ECLI:NL:RBDHA:2020:9938

Rechtbank Den Haag

Datum uitspraak
10 september 2020
Publicatiedatum
6 oktober 2020
Zaaknummer
NL20.14887
Instantie
Rechtbank Den Haag
Type
Uitspraak
Rechtsgebied
Bestuursrecht; Vreemdelingenrecht
Procedures
  • Voorlopige voorziening
Vindplaatsen
  • Rechtspraak.nl
AI samenvatting door LexboostAutomatisch gegenereerd

Afwijzing verzoek voorlopige voorziening in asielzaak na niet-ontvankelijk verklaring aanvraag verblijfsvergunning

In deze zaak heeft de voorzieningenrechter van de Rechtbank Den Haag op 10 september 2020 uitspraak gedaan in een verzoek om een voorlopige voorziening in het kader van een asielprocedure. Verzoekster, vertegenwoordigd door haar gemachtigde mr. J. Bravo Mougán, had een aanvraag ingediend voor een verblijfsvergunning asiel voor bepaalde tijd. Deze aanvraag werd door de Staatssecretaris van Justitie en Veiligheid, vertegenwoordigd door mr. J.H.M. Post, bij besluit van 27 juli 2020 niet-ontvankelijk verklaard. Hiertegen heeft verzoekster beroep ingesteld en verzocht om een voorlopige voorziening.

De zitting vond plaats op 26 augustus 2020, waarbij verzoekster aanwezig was met haar gemachtigde en een tolk. De voorzieningenrechter heeft in overweging genomen dat er op dezelfde dag ook uitspraak is gedaan in een andere zaak (NL20.14886) die samenhangt met het verzoek van verzoekster. Aangezien er in die zaak al een uitspraak was gedaan, was er geen noodzaak meer voor een voorlopige voorziening.

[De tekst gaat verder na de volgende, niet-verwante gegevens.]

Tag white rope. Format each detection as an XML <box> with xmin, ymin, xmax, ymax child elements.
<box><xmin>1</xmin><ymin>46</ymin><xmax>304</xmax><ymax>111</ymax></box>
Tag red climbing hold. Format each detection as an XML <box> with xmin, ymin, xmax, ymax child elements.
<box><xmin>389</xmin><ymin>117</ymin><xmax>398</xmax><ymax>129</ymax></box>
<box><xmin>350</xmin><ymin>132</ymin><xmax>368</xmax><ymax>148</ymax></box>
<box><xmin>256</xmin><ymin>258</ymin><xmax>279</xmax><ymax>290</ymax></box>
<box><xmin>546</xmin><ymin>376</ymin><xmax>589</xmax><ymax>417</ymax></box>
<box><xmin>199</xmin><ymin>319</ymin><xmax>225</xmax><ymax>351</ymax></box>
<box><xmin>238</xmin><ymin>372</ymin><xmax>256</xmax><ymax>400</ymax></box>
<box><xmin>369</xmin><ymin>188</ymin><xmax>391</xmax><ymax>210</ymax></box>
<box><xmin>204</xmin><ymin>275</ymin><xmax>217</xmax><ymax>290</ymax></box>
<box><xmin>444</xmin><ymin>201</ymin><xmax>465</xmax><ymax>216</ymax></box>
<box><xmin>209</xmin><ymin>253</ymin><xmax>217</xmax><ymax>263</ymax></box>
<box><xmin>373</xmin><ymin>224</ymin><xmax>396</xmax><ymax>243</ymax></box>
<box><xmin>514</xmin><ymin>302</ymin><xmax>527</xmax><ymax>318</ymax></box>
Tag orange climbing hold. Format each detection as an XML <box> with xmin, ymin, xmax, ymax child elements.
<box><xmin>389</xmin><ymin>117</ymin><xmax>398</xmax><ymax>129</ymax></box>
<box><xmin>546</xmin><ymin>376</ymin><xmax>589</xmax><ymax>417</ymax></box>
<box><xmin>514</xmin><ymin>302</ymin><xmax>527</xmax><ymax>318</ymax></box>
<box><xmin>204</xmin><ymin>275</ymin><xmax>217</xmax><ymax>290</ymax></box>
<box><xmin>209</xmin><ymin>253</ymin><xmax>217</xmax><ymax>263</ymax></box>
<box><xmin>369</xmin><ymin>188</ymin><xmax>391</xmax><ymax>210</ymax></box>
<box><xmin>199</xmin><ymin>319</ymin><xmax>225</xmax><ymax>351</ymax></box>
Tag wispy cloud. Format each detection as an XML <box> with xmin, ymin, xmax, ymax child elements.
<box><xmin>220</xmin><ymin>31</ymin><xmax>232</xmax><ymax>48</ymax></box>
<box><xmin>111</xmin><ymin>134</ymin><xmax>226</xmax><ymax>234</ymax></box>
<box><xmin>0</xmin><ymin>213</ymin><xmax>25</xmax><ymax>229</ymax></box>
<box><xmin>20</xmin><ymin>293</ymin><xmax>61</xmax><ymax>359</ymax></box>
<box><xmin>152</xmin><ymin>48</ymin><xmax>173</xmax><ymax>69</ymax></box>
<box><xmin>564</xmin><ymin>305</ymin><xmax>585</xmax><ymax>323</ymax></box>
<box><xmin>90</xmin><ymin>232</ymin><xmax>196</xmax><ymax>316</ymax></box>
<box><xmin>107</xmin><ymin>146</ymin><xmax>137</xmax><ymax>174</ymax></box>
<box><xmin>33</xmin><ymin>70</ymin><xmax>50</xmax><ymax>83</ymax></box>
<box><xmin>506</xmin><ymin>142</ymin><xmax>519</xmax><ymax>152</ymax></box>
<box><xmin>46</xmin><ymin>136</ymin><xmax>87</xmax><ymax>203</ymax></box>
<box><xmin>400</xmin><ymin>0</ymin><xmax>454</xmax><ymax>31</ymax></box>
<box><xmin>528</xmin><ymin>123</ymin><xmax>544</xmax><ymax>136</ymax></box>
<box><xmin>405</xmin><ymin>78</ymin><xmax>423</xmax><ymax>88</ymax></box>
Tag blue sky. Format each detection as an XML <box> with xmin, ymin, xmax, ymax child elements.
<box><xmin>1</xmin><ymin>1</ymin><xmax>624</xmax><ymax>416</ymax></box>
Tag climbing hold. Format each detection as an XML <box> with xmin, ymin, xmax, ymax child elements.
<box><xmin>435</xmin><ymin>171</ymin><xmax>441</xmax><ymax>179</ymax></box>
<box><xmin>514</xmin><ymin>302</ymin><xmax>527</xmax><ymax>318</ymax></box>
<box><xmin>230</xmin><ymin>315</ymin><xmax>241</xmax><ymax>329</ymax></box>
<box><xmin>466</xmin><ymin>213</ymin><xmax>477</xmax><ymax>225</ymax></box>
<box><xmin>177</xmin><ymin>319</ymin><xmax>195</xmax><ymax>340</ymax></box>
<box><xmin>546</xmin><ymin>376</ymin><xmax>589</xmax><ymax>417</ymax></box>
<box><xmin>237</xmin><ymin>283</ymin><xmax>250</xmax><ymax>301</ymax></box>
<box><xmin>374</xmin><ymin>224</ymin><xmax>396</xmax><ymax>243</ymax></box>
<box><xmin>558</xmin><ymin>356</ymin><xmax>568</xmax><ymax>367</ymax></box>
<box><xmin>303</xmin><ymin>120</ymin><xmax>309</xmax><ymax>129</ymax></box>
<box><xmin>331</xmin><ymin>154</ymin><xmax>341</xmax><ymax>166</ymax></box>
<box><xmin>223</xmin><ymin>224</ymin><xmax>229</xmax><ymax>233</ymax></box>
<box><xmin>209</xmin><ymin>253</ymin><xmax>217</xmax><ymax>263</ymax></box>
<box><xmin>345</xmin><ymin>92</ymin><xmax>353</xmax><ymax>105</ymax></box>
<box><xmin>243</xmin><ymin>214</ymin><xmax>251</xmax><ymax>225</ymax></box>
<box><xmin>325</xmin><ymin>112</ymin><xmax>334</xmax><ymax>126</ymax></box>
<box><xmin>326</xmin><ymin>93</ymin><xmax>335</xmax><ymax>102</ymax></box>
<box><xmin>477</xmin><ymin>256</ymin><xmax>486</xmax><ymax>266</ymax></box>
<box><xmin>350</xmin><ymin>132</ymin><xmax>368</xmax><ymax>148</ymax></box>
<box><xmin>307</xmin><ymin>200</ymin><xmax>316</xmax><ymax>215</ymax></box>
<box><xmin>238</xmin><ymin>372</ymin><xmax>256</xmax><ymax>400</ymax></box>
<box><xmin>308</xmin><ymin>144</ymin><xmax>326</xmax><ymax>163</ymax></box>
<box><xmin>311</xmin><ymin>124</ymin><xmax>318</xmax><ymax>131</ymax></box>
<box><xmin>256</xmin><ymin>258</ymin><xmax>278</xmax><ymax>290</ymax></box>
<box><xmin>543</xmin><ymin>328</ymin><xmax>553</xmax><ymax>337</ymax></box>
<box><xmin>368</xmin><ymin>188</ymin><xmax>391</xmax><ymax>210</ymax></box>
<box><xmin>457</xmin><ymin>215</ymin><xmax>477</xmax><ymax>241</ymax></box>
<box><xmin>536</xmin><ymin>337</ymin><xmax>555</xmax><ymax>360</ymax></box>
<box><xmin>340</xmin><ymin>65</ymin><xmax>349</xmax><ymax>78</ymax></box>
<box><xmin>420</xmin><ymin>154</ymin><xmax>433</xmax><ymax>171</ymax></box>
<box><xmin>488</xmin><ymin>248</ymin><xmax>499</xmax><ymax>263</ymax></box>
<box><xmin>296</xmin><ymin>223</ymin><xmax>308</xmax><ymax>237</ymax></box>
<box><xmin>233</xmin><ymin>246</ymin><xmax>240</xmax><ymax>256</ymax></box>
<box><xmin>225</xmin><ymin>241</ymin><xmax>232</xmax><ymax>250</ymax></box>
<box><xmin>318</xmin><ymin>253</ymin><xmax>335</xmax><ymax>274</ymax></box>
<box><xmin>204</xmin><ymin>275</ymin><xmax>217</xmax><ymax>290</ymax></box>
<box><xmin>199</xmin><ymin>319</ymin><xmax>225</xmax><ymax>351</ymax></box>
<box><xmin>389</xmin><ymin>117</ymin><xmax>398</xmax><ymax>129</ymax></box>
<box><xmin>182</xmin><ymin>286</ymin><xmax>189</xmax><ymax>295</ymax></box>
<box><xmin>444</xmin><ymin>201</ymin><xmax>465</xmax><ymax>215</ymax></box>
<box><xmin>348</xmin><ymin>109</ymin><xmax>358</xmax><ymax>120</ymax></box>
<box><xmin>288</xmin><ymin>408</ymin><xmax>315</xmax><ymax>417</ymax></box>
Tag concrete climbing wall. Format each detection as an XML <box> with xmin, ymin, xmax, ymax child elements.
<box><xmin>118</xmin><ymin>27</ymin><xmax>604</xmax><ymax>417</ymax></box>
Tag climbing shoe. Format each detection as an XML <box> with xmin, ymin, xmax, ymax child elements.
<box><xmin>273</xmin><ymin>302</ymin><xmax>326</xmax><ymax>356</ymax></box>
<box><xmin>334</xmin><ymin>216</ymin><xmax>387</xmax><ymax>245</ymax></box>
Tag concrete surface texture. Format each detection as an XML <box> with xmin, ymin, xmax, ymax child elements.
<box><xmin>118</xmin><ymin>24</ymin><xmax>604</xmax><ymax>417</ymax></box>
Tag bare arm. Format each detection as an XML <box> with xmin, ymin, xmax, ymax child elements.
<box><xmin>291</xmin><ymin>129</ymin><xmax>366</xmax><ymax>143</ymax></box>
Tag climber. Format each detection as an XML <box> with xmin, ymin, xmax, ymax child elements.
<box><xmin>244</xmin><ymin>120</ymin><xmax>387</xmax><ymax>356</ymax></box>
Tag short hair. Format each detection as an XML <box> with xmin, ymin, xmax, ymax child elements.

De voorzieningenrechter heeft het verzoek om voorlopige voorziening dan ook afgewezen.

De uitspraak is gedaan door mr. J.J. Catsburg, in aanwezigheid van griffier mr. E. de Jong. Vanwege de coronamaatregelen is de uitspraak niet openbaar uitgesproken, maar zal dit alsnog gebeuren zodra dat weer mogelijk is. Tegen deze uitspraak staat geen rechtsmiddel open.

Uitspraak

uitspraak

RECHTBANK DEN HAAG

Zittingsplaats Utrecht Bestuursrecht zaaknummer: NL20.14887
uitspraak van de voorzieningenrechter in de zaak tussen

[verzoekster] , verzoekster V-nummer: [V-nummeraanduiding]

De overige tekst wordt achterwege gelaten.